After using a ROS, and you look carefully, you will see little circular scratches.

I hope this is of some help.


----------



## Terry Smart (30 Oct 2006)

Hi all

Can I just ask a couple of questions before trying to answer any?

How water resistant do you want your finish to be? Can you tell us what it is you are making and roughly what size it is?
What do you call a 'good finish'? Do you mean bright and glossy, something more subtle than that etc?
You've applied our Acrylic Sealer, is this as a sample or on the item you're making?

Thanks


----------



## Lord Nibbo (30 Oct 2006)

the_g_ster":1oqkxzeg said:


> What is the best method of finishing this kind of wood to prepare for whatever coating without this little orbital marks.



Use a scraper and finnish with very fine wire wool rubbing in pure wax or teak oil, try it on an off cut, it leaves such a lovely finnish I'm sure you won't want to spoil it like Norm does plastering it with poly.


----------



## Scrit (30 Oct 2006)

Hi the_g_ster

I agree with garrywayne - ROSs can leave little circular or star/flower shaped swirl marks in timbers. Depending on species I'd normally stop machine sanding and go to hand sanding with the grain somewhere between 180 grit (maple) and 240 grit (mahogany). 

Have you possibly considered an oiled finish for walnut? I feel that a low-gloss lusterous finish such as oil can work well with walnut.

Scrit


----------



## the_g_ster (31 Oct 2006)

Thanks for the replies so far.

I am making a top and shelfs to go in a bathroom. Its well ventilated and they won't get wet, but if somebody puts a wet shampoo bottle on there then I need a finish that would allow you to just wipe it down. I have hidden storage for everything so really the shelves are just for show to have bits and bobs on.

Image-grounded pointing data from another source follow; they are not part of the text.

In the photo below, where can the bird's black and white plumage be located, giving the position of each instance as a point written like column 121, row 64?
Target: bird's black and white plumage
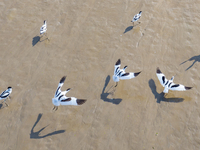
column 5, row 94
column 61, row 99
column 168, row 84
column 136, row 17
column 121, row 74
column 43, row 29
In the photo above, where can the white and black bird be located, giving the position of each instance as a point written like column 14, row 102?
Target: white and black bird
column 168, row 84
column 136, row 17
column 43, row 29
column 121, row 74
column 5, row 94
column 61, row 99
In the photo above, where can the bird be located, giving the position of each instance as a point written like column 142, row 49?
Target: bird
column 121, row 74
column 168, row 84
column 136, row 17
column 43, row 29
column 5, row 94
column 61, row 99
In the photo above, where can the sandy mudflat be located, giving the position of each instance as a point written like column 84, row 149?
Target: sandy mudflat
column 86, row 39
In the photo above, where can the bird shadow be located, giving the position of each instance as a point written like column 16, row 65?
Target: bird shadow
column 36, row 135
column 35, row 40
column 161, row 96
column 104, row 95
column 128, row 29
column 1, row 106
column 194, row 59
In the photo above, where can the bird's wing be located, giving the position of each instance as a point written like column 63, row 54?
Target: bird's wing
column 178, row 87
column 62, row 80
column 117, row 66
column 129, row 75
column 4, row 94
column 72, row 101
column 161, row 77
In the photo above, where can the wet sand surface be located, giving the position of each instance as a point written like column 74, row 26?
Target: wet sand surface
column 86, row 40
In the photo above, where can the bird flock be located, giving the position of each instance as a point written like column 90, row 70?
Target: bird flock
column 60, row 97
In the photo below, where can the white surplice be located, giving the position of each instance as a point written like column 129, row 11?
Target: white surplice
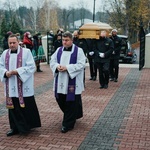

I am using the metabo discs and I have to say I am pretty impressed, after using the discs look completely clean, alomost like they havent even been used, the holes also line up too so the dust is sucked away. 

I am only just starting out, and as I said want to learn the best way to get a really nice finish. The acrylic has left very very small brush marks that I hope will go with another few coats and a bit of careful sanding between. I didnt think of oil, what sort should I use and would it mind the odd wet bottle been sat on it? I will be making some bedside cabinets soon in walnut (well, part draw inards will be some lighter and cheaper) and want to get them really perfect.


----------



## Terry Smart (31 Oct 2006)

Our Finishing Oil (or equivalent) would be suitable for this project as it is very water resistant and should damage occur at some point in the future it is also easy to repair. Three or four coats, sanding between coats, should be sufficient and can be built to a gloss is desired or left as a more subtle finish.
However, we would normally recommend this is used on unsealed wood so this might be a little late.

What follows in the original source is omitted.